XIX. A réplica apresentada pelo autor é não só processualmente admissível, como não corresponde à verdade que a mesma constitua uma mera repetição ou repositório de matéria que já era objecto dos autos, como considerou o Tribunal a quo.

XX. A Réplica contém a alegação de um facto impeditivo do direito de propriedade arrogado pelo autor, designadamente o seu próprio direito de propriedade sobre o imóvel alvo da disputa (cfr. art. 2º da Réplica) e que “o próprio barracão, que o R. indica no artigo 5.º da contestação, apenas ali foi edificado no ano de 2002” (cfr. art.3.° da Réplica).

XXI. Constituindo o facto alegado o fundamento de uma excepção ao direito invocado pelo Recorrido, deveria mesmo ser levado à base instrutória (artigo 511° do CPC), de modo a que o A., ora recorrente, sobre o mesmo pudesse produzir prova.

XXII. Sendo a Réplica apresentada pelo Recorrente processualmente admissível, e contendo a mesma a alegação de um facto impeditivo do direito invocado pelo Recorrido, deveria a mesma ter sido admitida e, em consequência, terem os factos nela alegados ter sido tido em conta na selecção da matéria de facto relevante para boa decisão a proferir nos presentes autos.

XXIII. Ao ter decidido contrariamente, fez o douto Tribunal recorrido errada interpretação e aplicação do disposto nos artigos 502°, n.° 2 e 511° do C6digo de Processo Civil.

XXIV. A decisão recorrida é nula por errada interpretação e aplicação jurídicas e errónea interpretação factual e como tal deve ser declarada.

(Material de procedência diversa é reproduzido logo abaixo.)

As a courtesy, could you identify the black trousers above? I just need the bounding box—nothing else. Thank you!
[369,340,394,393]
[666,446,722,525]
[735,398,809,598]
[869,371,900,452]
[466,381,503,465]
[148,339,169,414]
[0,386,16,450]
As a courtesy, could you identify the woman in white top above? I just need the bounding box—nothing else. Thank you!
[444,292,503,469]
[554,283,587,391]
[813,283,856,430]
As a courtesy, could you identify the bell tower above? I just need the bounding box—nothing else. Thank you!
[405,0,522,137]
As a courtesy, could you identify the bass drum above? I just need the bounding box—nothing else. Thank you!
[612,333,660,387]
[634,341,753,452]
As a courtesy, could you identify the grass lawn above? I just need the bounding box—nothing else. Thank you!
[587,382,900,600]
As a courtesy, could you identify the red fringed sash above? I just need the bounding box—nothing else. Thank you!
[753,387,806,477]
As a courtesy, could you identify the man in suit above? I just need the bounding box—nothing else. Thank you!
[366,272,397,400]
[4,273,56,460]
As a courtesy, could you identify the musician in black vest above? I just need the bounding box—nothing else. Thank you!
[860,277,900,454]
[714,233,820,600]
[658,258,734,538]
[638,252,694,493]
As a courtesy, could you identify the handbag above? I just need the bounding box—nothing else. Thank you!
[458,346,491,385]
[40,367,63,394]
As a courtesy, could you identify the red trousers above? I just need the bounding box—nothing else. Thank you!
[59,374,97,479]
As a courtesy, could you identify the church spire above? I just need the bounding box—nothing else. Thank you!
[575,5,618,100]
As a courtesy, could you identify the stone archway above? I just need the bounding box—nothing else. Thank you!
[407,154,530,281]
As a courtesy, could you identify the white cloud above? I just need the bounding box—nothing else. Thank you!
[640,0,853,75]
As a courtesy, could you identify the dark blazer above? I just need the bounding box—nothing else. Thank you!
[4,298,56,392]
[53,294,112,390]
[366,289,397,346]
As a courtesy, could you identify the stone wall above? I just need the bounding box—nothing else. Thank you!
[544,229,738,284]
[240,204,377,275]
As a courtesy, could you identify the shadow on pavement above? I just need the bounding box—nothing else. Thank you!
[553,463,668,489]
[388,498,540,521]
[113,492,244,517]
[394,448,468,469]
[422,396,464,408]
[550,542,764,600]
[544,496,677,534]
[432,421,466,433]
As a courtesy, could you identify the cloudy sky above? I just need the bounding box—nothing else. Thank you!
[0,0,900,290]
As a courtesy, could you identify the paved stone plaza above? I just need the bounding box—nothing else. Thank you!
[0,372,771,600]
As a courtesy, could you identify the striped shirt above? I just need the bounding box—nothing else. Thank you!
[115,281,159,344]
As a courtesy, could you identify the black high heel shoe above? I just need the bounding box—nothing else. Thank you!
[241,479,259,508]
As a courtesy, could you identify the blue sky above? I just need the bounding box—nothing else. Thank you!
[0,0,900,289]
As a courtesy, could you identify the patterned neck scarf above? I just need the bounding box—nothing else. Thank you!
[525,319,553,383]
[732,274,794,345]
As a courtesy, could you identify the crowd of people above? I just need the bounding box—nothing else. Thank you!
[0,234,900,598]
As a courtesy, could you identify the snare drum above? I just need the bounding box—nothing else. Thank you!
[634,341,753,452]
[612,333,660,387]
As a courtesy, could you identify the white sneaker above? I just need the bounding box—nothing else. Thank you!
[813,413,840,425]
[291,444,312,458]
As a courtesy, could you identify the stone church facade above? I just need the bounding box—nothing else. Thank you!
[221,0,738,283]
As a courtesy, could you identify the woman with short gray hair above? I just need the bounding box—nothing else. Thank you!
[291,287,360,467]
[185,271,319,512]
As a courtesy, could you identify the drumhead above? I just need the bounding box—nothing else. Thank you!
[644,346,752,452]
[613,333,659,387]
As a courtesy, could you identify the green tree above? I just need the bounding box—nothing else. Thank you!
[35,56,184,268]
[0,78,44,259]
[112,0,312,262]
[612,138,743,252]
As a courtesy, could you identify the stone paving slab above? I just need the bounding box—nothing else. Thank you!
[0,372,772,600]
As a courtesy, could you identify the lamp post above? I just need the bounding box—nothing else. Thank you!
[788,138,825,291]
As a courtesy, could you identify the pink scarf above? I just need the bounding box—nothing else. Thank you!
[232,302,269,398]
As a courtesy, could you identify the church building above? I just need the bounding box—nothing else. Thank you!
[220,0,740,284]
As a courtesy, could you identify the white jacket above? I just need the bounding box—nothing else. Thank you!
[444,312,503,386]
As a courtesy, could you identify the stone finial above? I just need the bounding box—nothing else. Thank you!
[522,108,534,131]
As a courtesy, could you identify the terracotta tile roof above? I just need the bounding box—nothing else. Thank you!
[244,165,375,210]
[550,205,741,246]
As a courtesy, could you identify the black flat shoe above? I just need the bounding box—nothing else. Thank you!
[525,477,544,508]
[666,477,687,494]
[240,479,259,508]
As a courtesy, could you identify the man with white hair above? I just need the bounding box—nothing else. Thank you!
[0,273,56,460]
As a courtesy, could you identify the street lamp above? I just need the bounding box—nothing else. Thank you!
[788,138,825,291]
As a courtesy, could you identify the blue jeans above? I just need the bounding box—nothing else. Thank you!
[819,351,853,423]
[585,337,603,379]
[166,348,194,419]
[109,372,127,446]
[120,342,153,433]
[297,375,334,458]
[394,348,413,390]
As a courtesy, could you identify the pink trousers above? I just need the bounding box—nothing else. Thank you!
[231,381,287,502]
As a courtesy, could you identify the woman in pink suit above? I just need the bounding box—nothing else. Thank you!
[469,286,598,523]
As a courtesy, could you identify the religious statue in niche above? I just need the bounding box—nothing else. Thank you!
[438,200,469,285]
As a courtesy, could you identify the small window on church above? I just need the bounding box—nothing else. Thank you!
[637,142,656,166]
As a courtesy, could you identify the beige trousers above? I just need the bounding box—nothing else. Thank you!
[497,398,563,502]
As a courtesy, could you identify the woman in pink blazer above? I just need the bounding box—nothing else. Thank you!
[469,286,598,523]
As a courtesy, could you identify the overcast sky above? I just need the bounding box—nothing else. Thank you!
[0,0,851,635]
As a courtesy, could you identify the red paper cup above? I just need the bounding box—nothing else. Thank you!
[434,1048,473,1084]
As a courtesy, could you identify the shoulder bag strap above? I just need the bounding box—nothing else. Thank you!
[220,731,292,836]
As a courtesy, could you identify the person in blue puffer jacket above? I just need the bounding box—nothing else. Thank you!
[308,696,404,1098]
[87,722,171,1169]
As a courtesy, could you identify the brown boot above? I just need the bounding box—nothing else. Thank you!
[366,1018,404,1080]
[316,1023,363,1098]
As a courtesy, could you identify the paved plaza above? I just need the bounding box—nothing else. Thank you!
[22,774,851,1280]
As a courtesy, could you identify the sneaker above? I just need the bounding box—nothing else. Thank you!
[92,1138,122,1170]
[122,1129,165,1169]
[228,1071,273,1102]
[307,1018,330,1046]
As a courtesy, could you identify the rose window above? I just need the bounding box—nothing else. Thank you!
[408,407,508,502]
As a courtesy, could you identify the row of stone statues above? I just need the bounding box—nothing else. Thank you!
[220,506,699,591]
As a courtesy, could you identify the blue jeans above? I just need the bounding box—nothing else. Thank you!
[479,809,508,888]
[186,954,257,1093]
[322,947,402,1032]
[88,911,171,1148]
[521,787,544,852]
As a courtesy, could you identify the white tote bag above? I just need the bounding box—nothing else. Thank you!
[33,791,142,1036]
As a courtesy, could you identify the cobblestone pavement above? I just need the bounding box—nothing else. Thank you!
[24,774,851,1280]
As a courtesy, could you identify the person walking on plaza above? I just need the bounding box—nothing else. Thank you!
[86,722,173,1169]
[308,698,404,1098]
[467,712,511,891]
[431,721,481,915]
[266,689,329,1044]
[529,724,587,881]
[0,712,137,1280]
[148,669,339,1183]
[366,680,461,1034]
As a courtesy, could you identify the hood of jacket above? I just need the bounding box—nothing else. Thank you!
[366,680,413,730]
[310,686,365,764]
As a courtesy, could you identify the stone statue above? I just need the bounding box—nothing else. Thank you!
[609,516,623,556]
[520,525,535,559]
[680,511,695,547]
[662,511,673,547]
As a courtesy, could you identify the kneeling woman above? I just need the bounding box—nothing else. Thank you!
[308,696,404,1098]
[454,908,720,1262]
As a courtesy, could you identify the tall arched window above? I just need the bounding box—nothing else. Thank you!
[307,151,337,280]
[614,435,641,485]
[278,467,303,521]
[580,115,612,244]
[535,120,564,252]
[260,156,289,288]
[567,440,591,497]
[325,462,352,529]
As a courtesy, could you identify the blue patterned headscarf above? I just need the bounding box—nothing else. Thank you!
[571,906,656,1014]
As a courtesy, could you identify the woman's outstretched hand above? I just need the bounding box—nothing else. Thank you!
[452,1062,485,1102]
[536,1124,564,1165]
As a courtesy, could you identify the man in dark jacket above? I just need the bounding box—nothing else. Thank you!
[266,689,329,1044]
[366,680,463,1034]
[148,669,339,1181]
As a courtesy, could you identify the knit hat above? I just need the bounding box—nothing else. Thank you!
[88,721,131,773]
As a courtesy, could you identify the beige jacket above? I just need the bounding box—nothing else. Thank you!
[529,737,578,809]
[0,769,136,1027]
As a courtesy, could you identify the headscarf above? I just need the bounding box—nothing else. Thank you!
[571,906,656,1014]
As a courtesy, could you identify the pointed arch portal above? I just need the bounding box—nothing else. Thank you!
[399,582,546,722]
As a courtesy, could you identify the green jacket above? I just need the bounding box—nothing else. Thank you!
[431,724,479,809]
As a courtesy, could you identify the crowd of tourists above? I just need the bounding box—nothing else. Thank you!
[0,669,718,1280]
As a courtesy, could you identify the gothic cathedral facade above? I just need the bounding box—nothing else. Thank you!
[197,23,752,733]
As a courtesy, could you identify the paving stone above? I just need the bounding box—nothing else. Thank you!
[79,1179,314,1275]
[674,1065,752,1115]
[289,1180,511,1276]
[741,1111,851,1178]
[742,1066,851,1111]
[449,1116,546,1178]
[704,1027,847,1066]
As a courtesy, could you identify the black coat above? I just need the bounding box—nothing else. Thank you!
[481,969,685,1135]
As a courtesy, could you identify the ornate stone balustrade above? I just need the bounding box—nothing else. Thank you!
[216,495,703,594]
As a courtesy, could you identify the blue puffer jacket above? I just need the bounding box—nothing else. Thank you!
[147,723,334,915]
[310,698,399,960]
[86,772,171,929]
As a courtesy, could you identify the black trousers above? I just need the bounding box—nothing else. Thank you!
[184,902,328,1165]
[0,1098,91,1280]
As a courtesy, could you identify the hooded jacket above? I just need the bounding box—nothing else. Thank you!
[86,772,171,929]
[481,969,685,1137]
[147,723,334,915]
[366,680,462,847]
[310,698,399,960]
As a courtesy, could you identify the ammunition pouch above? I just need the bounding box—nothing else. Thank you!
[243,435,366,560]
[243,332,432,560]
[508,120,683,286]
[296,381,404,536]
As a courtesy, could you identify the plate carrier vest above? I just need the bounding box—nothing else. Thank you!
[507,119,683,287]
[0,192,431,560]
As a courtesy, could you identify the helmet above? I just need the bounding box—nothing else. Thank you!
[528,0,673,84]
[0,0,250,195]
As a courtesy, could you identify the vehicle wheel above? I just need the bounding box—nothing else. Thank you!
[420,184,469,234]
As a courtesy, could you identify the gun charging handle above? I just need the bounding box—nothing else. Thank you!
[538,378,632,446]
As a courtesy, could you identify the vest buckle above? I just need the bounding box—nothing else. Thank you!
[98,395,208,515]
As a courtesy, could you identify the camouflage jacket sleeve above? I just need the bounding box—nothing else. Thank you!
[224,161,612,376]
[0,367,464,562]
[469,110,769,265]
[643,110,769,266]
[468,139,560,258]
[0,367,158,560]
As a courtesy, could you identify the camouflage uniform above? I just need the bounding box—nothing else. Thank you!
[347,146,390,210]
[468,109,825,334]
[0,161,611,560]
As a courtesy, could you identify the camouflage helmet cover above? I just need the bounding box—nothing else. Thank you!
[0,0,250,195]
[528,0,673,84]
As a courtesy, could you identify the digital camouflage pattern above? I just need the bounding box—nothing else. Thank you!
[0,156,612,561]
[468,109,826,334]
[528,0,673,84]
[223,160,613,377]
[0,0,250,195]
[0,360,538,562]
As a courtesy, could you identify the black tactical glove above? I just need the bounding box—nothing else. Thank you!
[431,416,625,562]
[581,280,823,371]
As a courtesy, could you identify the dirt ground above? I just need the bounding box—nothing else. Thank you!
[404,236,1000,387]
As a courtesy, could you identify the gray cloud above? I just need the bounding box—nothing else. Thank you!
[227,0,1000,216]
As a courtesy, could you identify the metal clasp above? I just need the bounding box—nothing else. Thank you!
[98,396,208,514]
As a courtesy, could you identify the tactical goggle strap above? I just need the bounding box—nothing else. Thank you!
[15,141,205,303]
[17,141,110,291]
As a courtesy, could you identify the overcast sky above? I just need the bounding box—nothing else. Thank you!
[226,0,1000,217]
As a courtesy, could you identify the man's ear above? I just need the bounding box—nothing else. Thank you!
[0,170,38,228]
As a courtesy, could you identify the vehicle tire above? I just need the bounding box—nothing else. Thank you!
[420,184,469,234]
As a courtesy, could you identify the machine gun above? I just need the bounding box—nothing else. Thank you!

Termos em que deve ser dado provimento ao presente recurso e revogada a sentença recorrida julgando-se integralmente procedente o recurso interposto da sentença final. Caso assim se não entenda, sem conceder, deve ser julgado procedente o recurso interposto do despacho saneador, na parte em que julgou inadmissível a réplica apresentada, sendo o mesmo revogado, nessa parte, e, em consequência, admitida a réplica e anulados todos os actos subsequentes posteriores ao mesmo, organizando-se nova selecção da matéria de facto e seguindo os autos os seus regulares trâmites até final, assim se fazendo

JUSTIÇA!

JUNTA: Alegações, documento comprovativo da notificação ao mandatário da contraparte nos termos dos artigos 229º-A e 260º-A do C.P.C., documento comprovativo do pagamento da taxa de justiça, duplicados e DUC.